Une forme actualisée de l'accumulation primitive du capital

Harvey, en tant que penseur marxiste, situe son concept dans la généalogie de la pensée de Rosa Luxemburg et d'Hannah Arendt, en ce qu'elles ont toutes deux travaillé sur les processus d'accumulation du capital mis en lumière par Karl Marx ; Luxemburg, tout particulièrement, notait que le capitalisme ne pouvait survivre à la chute tendancielle du taux de profit et devait donc trouver des sources nouvelles d'extorsion de plus-value[2]. Il considère l'accumulation par dépossession comme une forme actualisée de ce que Marx appelait accumulation primitive du capital[3]. Seulement, l'accumulation primitive a lieu au début du processus ; lorsque le capitalisme n'a plus de débouchés, est en phase de stagnation et a besoin d'augmenter le taux de profit, il doit trouver des nouveaux circuits, des nouveaux débouchés, pour se relancer. Dans le monde moderne, il doit procéder à une accumulation par dépossession.
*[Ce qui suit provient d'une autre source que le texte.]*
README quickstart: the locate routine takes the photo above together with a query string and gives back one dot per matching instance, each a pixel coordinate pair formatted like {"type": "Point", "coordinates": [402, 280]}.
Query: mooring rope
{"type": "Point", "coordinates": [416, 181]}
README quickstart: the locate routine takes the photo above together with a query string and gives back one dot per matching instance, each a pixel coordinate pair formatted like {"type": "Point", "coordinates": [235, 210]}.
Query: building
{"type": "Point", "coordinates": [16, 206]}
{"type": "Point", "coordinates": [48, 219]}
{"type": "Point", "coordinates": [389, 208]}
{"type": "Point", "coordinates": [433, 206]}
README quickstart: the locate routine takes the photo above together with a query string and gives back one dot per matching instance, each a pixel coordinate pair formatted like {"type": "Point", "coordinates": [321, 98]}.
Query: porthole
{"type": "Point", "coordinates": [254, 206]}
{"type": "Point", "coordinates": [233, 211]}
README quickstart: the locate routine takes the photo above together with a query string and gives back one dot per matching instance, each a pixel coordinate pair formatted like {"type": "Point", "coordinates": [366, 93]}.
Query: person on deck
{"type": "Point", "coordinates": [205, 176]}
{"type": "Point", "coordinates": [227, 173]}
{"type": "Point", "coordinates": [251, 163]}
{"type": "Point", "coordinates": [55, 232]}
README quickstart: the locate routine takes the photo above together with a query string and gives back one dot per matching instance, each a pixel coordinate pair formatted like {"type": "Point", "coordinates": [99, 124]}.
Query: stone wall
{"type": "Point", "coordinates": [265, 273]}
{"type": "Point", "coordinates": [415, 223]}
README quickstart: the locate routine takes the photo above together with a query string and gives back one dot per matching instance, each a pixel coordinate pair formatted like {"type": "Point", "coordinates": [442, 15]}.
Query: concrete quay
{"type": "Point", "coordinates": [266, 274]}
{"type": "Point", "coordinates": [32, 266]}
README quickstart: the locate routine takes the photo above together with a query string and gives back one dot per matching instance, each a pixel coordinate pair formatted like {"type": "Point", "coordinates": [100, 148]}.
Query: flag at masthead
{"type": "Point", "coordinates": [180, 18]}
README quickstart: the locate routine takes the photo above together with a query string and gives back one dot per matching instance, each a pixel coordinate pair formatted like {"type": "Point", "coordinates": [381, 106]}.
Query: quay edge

Autrement dit, le niveau d'extension géographique du capitalisme tend progressivement à épuiser les possibilités d'expansion spatiale dudit capitalisme, comme les ressources naturelles nécessaires à la production. Le capitalisme doit par conséquent mettre des en place des processus d'appropriation par dépossession[4]. Cela passe par quatre politiques économiques, qui peuvent être concomitantes : la privatisation, la financiarisation, la manipulation de crises, et la redistribution étatique[5],[6].

Pour développer sa théorie de l'accumulation par dépossession, Harvey part d'une analyse historique des circuits de production. Selon lui, lorsque le circuit primaire de production et de consommation de biens et de services se retrouve saturé, les capitalistes doivent trouver une échappatoire à leur capital. Ils investissent alors dans le circuit secondaire, à savoir les investissements à long terme dans les infrastructures de production. Cela concerne tant les usines que les équipements, les centrales de production énergétiques, les transports et voies de communication, etc. Il s'agit également de soutenir la reproduction de la force de travail, en investissant les logements, les écoles, les hôpitaux, etc. Ce nouveau circuit permet de différer dans le temps l'accumulation du capital ; son encastrement dans le sol, le capital fixe, en favorise la reproduction à long terme[7]. C'est une première dépossession des propriétés publiques.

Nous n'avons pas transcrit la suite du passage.